A less-sensitive technique, but one that can be usefully employed for thin-film studies, is that in which XAFS modulations are detected in the beam reflected from a sample surface. This technique, ReflEXAFS, has been used by Martens & Rabe (1980) to investigate superficial regions of copper oxide films by means of reflection of the X-rays close to the critical angle for total reflection.

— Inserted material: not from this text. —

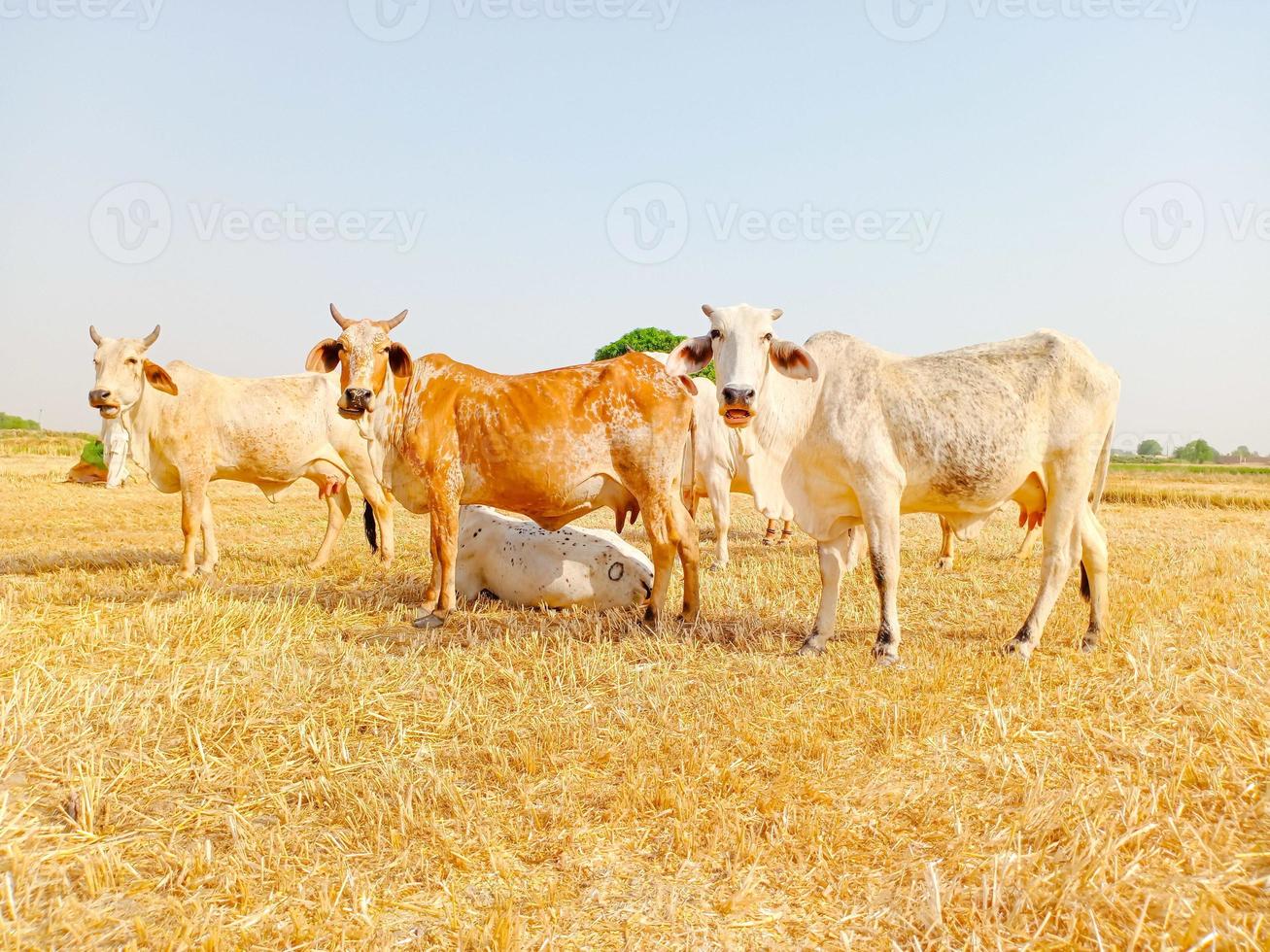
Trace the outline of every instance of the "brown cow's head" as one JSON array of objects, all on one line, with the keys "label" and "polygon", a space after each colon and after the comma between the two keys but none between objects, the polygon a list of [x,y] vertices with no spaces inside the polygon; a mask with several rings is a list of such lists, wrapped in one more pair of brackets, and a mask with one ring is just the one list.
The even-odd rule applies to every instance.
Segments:
[{"label": "brown cow's head", "polygon": [[103,338],[97,327],[89,326],[88,335],[97,344],[93,364],[97,381],[88,392],[88,405],[113,420],[141,400],[149,383],[155,390],[177,396],[177,385],[168,371],[146,359],[146,350],[159,339],[159,326],[141,338]]},{"label": "brown cow's head", "polygon": [[330,306],[330,316],[343,331],[339,338],[326,338],[309,352],[305,367],[318,373],[330,373],[339,367],[339,413],[361,419],[375,411],[375,399],[384,391],[389,371],[398,377],[410,376],[410,352],[389,340],[389,331],[405,320],[405,311],[387,321],[349,320]]},{"label": "brown cow's head", "polygon": [[701,310],[710,319],[710,333],[688,338],[674,348],[665,372],[673,377],[696,373],[712,359],[719,413],[729,426],[748,426],[758,414],[768,368],[794,380],[815,380],[820,374],[808,350],[772,334],[772,325],[781,316],[779,307],[702,305]]}]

If a thin film is examined in a transmission electron microscope, the electron beam loses some of its kinetic energy in interactions between the electron beam and the electrons within the film. If the resultant energy loss is analysed using a magnetic analyser, XAFS-like modulations are observed in the electron energy spectrum. These modulations, electron-energy-loss fine structure (EELS), which were first observed in a conventional transmission electron microscope by Leapman & Cosslett (1976), are now used extensively for microanalyses of light elements incorporated into heavy-element matrices. Most major manufacturers of transmission electron microscopes supply electron-energy-loss spectrometers for their machines. There are more problems in analysing electron-energy-loss spectra than there are for XAFS spectra. Some of the difficulties encountered in producing reliable techniques for the routine analysis of EELS have been outlined by Joy & Maher (1985). This matter is discussed more fully in §4.3.4.4.2 .

A more recent development has been the observation of topographic XAFS (Bowen, Stock, Davies, Pantos, Birnbaum & Chen, 1984). This fine structure is observed in white-beam topographs taken using synchrotron-radiation sources. The technique provides the means of simultaneously determining spatially resolved microstructural and spectroscopic information for the specimen under investigation.

In all the preceding discussion, however, the electron was assumed to undergo only single-scattering processes. If multiple scattering occurs, then the theory has to be changed somewhat. §4.2.3.4.2 discusses the effect of multiple scattering.